In 1989, former boxing champion Sugar Ray Robinson died in Culver City, Calif., at age 67; radical activist Abbie Hoffman was found dead at his home in New Hope, Pa., at age 52.
Ten years ago:
A federal judge allowed a nationwide ban on dietary supplements containing ephedra to take effect, turning aside a plea from two manufacturers. Abelardo Flores and Fatima Holloway pleaded guilty in Houston to taking part in a smuggling scheme that resulted in the deaths of 19 immigrants abandoned in a sweltering truck trailer. (Flores was later sentenced to more than 14 years in prison; Holloway, who testified against truck driver Tyrone Williams, was sentenced to the three days in jail she'd already served.) Barry Bonds hit his 660th home run, sending the Giants to a 7-5 win over the Milwaukee Brewers and tying godfather Willie Mays for third on baseball's career list.
Five years ago:
American cargo ship captain Richard Phillips was rescued from Somali pirates by U.S. Navy snipers who shot and killed three of the hostage-takers. Angel Cabrera became the first Argentine to win the Masters. In Hameenlinna, Finland, the United States won its second straight women's World Hockey Championship title, beating Canada 4-1. Actress Marilyn Chambers, who'd starred in the 1972 adult film "Behind the Green Door," was found dead at her home in Canyon Country, Calif., 10 days before her 57th birthday.
One year ago:
U.S. Secretary of State John Kerry, visiting South Korea, delivered a stark warning to North Korea not to test-fire a mid-range missile while tamping down anxiety caused by a new U.S. intelligence report suggesting significant progress in the communist regime's nuclear weapons program. Guan Tianlang, a 14-year-old from China, made history as the youngest player to make the cut in a PGA Tour-sanctioned event; despite being the first player at Augusta National to get hit with a one-shot penalty for slow play, Guan made the cut under the 10-shot rule at the Masters.

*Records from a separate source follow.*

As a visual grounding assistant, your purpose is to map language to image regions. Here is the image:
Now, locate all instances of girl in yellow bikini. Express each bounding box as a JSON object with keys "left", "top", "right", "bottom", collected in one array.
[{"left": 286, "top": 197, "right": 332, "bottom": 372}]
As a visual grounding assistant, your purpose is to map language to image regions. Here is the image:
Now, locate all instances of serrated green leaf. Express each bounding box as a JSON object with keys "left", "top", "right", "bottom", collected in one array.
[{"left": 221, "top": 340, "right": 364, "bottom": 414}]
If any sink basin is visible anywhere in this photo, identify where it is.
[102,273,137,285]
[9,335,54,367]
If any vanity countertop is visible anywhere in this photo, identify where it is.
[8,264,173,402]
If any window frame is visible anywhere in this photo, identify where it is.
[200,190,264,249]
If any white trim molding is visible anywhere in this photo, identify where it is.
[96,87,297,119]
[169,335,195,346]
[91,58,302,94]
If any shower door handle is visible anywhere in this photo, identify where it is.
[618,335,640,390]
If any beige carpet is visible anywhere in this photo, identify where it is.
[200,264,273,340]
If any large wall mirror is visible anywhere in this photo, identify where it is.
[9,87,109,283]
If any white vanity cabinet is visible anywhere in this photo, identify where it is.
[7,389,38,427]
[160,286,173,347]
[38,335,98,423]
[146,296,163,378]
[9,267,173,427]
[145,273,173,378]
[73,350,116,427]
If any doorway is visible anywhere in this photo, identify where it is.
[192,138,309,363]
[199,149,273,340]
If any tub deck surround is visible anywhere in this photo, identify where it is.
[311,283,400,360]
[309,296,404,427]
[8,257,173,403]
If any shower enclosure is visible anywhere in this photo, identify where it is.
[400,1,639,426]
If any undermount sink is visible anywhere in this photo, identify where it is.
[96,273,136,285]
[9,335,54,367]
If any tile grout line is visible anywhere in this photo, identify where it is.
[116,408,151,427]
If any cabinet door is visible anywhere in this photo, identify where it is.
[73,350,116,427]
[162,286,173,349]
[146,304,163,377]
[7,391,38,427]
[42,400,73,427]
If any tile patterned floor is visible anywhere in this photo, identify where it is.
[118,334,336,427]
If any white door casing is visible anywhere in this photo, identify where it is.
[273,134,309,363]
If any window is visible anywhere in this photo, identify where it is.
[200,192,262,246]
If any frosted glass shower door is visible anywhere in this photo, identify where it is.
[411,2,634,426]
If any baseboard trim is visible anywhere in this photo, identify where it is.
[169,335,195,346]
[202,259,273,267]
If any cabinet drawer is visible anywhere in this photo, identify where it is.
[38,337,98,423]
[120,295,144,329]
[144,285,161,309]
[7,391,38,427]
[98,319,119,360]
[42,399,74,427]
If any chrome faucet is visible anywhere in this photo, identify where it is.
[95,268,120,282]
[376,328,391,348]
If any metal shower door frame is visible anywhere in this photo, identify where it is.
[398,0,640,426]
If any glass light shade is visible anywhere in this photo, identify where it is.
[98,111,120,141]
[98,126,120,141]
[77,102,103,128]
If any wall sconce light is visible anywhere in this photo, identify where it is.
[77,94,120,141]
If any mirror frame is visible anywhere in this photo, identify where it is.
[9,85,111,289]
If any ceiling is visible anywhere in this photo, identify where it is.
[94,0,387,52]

Country singer Ned Miller is 89. Actress Jane Withers is 88. Opera singer Montserrat Caballe is 81. Playwright Alan Ayckbourn is 75. Jazz musician Herbie Hancock is 74. Rock singer John Kay (Steppenwolf) is 70. Actor Ed O'Neill is 68. Actor Dan Lauria is 67. Talk show host David Letterman is 67. Author Scott Turow is 65. Singer David Cassidy is 64. Actor-playwright Tom Noonan is 63. Rhythm-and-blues singer JD Nicholas (The Commodores) is 62. Singer Pat Travers is 60. Actor Andy Garcia is 58. Movie director Walter Salles is 58. Country singer Vince Gill is 57. Actress Suzzanne Douglas is 57. Rock musician Will Sergeant (Echo & the Bunnymen) is 56. Rock singer Art Alexakis(Everclear) is 52. Country singer Deryl Dodd is 50. Folk-pop singer Amy Ray (Indigo Girls) is 50. Actress Alicia Coppola is 46. Rock singer Nicholas Hexum (311) is 44. Actor Nicholas Brendon is 43. Actress Shannen Doherty is 43. Actress Marley Shelton is 40. Actress Sarah Jane Morris is 37. Actress Jordana Spiro is 37. Rock musician Guy Berryman (Coldplay) is 36. Actress Claire Danes is 35. Actress Jennifer Morrison is 35. Contemporary Christian musician Joe Rickard (Red) is 27. Rock singer-musician Brendon Urie (Panic at the Disco) is 27. Actress Saoirse Ronan is 20.
Thought for Today:
"All history is only one long story to this effect: men have struggled for power over their fellow men in order that they might win the joys of earth at the expense of others, and might shift the burdens of life from their own shoulders upon those of others." - William Graham Sumner (1840-1910).